Hacker News new | ask | show | jobs
by frognumber 1362 days ago
I recently ran some machine learning benchmarks on CPU versus GPU. The gap for a multicore CPU was much smaller than I expected. I, for one, am excited by a 64-core CPU in a way I wouldn't have been a year ago.

Between Hugging Face, Stable Diffusion, and Whisper, I'm using ML workloads a lot more. Being able to do so:

* with a standard instruction set

* with open-source software

* with my full system RAM

* without having to worry about what is in VRAM versus main RAM

is a big step up. I see about a 10x speed difference between an older 16-core CPU and a hot-off-the-press high-end Ampere card costing 3x as much as the CPU. If 64 core could bring that within 2x, or even 4x, I'd dump the GPU entirely.

2 comments

Inference or training? I think with full training you are out of luck with CPUs, the gap is much bigger. 64c TR could only get to roughly 1TFlops.
Eh?

My 5950x (measured) flops are ~2 TFLOPS in single-precision, ~1TFLOPS in double precision (obviously, due to half the SIMD vector size). This is a desktop-class 16-core machine.

Go and measure it yourself, if you have one :)

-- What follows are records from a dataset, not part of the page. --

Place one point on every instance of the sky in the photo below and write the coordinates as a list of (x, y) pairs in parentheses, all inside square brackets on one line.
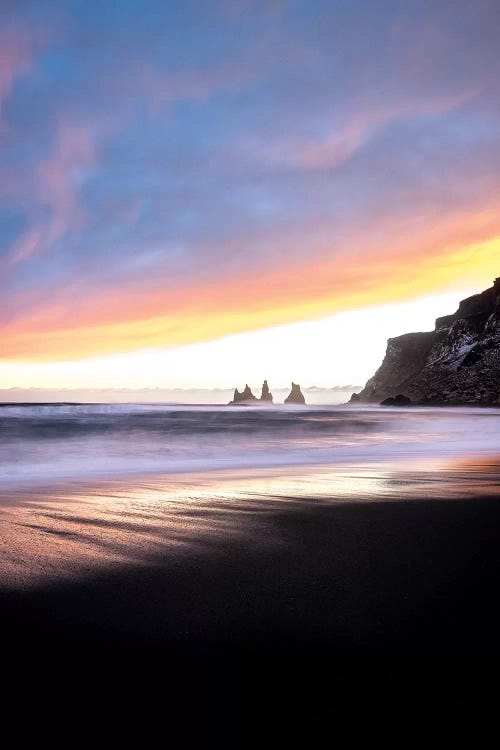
[(202, 193)]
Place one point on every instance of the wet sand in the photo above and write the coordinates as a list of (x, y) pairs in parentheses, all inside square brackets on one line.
[(217, 604)]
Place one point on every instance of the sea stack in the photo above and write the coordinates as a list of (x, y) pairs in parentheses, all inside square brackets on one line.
[(295, 396), (246, 396), (456, 363), (266, 393)]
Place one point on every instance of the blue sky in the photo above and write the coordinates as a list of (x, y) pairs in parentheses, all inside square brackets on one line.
[(171, 173)]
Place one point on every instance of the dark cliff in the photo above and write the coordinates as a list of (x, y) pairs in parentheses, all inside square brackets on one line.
[(457, 363)]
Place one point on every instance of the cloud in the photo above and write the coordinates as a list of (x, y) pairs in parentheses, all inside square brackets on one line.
[(56, 184), (16, 43)]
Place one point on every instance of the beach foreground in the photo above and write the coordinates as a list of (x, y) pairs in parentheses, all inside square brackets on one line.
[(248, 597)]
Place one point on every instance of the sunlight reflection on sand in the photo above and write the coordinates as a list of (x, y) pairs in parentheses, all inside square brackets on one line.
[(71, 530)]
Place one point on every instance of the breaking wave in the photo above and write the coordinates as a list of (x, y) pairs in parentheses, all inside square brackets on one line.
[(78, 441)]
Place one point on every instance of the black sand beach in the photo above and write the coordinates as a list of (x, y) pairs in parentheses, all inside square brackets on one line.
[(321, 612)]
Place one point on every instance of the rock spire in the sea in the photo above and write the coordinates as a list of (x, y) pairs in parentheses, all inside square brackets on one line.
[(295, 396), (457, 363), (266, 393), (245, 395)]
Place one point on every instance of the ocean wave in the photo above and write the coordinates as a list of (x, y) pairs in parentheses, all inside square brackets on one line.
[(73, 441)]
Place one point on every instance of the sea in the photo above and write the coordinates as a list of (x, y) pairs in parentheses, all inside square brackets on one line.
[(46, 443)]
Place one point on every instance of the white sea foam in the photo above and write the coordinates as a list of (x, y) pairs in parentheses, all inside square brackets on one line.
[(68, 441)]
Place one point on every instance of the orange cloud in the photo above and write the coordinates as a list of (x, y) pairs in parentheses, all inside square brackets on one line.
[(125, 320)]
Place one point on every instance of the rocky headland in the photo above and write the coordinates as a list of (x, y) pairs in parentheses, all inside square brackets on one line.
[(456, 363)]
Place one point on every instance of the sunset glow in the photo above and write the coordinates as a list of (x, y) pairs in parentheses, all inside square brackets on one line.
[(161, 203)]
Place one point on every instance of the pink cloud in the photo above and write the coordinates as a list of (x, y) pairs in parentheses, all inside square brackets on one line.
[(15, 57), (56, 186), (345, 140)]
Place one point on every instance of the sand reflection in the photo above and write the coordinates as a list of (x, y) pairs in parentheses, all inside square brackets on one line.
[(70, 531)]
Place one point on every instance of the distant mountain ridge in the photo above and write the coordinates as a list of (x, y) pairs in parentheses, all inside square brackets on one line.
[(457, 363)]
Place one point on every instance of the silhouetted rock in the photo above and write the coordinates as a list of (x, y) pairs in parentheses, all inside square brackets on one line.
[(457, 363), (266, 393), (244, 397), (398, 400), (295, 396)]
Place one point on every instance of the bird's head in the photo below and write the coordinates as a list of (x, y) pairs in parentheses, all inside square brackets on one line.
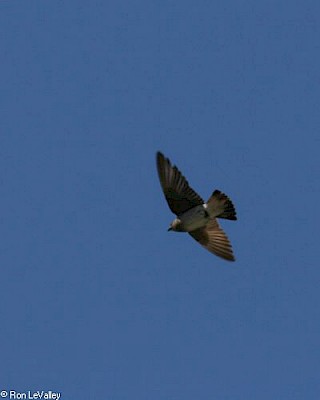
[(175, 225)]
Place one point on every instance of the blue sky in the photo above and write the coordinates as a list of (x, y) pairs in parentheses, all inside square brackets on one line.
[(98, 300)]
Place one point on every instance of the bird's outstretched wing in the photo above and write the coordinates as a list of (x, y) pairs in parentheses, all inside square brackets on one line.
[(179, 195), (213, 238)]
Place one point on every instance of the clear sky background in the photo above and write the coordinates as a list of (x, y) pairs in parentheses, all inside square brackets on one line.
[(98, 300)]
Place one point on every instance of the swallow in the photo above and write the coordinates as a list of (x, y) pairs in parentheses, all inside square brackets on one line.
[(194, 216)]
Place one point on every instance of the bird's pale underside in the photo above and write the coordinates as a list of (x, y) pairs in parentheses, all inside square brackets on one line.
[(195, 216)]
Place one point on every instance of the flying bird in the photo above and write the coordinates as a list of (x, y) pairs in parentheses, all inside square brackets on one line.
[(195, 216)]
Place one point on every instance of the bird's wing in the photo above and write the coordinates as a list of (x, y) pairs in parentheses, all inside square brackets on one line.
[(214, 239), (179, 195)]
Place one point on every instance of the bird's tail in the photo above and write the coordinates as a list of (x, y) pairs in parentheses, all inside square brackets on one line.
[(219, 205)]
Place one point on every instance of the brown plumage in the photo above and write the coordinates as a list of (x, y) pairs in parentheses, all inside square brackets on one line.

https://github.com/Mysticial/Flops/

You can also get a theoretical computation of the Flops, which matches nicely with the experimental measurement. You have to take into account:

- the clock frequency (~3.9 GHz on multithreaded workloads on my machine)

- the number of cores (16)

- the reciprocal throughput of the FMA instruction (~.5, that is, 2 instructions per clock cycle)

- the number of flops per instruction (2 for the FMA instruction, that is, 1 multiply + 1 add)

- the SIMD vector width (4 for double, 8 for float).

Putting it together:

3.9e9 * 16 * 2 * 2 * 4 = 998.4 GFlops (double)

3.9e9 * 16 * 2 * 2 * 8 = 1996.8 GFlops (single)

The measured values on my machine are a bit different, but close (1070 and 2151 respectively).

References:

https://www.agner.org/optimize/instruction_tables.pdf

https://www.agner.org/forum/viewtopic.php?t=56

https://gadgetversus.com/processor/amd-ryzen-9-5950x-gflops-...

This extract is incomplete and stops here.